Project

General

Profile

Bug #18588

Fix factory monitoring

Added by Marco Mambelli over 1 year ago. Updated over 1 year ago.

Status:
Closed
Priority:
Normal
Category:
-
Target version:
Start date:
12/18/2017
Due date:
% Done:

0%

Estimated time:
First Occurred:
Occurs In:
Stakeholders:

Factory Ops

Duration:

Description

This is a continuation of 17825. There are some number that are incorrect.
Here the email from Jeff:

Hi Marco,

I have glideinWMS 3.2.20 installed on the GOC-ITB, and started re-running some of my tests.  I see some issues where the numbers just don't line up quite right.  Like I said on the stakeholder meeting, if at all possible if we can push fixes to 3.2.21 that would be great.

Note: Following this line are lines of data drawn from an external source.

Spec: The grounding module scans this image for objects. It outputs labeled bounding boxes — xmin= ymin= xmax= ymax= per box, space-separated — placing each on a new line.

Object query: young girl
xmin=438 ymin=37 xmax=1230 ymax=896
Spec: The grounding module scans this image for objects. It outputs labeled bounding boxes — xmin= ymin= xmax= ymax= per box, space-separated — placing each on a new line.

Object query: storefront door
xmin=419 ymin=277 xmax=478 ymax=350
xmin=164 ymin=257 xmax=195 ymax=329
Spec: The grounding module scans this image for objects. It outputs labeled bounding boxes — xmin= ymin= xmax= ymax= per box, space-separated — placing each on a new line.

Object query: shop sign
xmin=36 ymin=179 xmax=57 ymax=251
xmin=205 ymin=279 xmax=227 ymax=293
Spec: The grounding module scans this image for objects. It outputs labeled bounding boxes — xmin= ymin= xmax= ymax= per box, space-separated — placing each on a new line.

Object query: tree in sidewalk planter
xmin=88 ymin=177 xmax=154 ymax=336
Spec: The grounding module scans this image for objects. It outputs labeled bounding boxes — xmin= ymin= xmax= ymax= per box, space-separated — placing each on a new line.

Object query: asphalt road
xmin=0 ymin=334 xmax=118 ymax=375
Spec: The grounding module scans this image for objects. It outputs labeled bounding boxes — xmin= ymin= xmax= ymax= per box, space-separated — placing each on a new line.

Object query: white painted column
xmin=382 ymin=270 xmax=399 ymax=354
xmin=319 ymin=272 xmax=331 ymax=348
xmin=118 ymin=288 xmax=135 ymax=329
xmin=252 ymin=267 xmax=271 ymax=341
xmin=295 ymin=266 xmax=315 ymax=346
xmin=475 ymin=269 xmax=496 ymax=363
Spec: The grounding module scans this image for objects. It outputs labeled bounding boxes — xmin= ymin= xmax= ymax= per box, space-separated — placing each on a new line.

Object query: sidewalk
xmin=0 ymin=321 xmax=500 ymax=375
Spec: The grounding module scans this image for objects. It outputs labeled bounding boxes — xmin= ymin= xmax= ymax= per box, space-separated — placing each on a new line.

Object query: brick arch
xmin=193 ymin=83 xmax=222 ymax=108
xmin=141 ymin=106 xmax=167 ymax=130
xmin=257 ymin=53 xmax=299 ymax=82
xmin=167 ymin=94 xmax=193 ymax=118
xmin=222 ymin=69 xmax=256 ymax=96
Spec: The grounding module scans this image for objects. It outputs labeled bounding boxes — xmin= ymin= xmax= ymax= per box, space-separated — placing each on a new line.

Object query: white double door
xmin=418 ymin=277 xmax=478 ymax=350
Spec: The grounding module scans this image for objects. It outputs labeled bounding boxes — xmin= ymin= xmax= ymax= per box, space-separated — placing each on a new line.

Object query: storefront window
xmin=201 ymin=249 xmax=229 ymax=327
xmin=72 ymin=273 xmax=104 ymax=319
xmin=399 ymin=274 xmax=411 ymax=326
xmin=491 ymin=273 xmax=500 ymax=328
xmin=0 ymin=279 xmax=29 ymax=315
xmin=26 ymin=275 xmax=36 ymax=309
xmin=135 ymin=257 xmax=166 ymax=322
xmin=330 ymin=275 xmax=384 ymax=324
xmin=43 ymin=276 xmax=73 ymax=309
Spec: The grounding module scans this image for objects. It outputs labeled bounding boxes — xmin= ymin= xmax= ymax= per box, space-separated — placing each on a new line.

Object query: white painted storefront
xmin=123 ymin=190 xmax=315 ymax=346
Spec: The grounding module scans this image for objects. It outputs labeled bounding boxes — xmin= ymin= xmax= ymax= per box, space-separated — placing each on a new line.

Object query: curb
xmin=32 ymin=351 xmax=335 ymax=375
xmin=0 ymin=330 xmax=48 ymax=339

I probably have more minor cosmetic fix requests later on but those can be postponed to later releases.

For this first test, I submitted 6 single core jobs, the FE configured the pilots slot layout to be "fixed" and they are 8 core pilots.  Once submitted, we should see 1 running pilot on the queue, with 8 cores claimed, 6 cores utilized, 2 unmatched.

The results are only partially correct.  The most correct seems to be the factory_status monitoring. Please see the factory_status.png. Registered cores is correctly showing 8, Running cores is correctly showing 6, unmatched  cores showing 2. So all the FE stats look like they are displaying correctly. However, the stats from the factory, Frunning cores, which should be 1 running glidein x 8 since GLIDIEN_CPUS is 8, is actually showing 9.

Next, look at factory_stat_now.png. For UCSDSleep, it gets worse. Running cores is oddly only showing 1. Claimed cores is showing 2 instead of 6. unmatched cores is showing 0 instead of 2. Registered cores is showing 0 instead of 8.

I can assure from manual condor_q that we had one 8 core pilot running, and one idle 8 core pilot that hadn't started up et. It looks like the wrongly counted 9 for "Running cores" also made its way into the schedd_status.xml. The other numbers corresponding to registered, claimed, unmatched cores all look correct in the xml:
RunningCores="9" (should be 8)

rest ok:
CoresTotal="8" (registered)
CoresRunning="6" (claimed)
CoresIdle="2" (unmatched)

For completeness, I include this xml, the classad of the entry from the factory collector, output of entry_q along with the plot snapshots.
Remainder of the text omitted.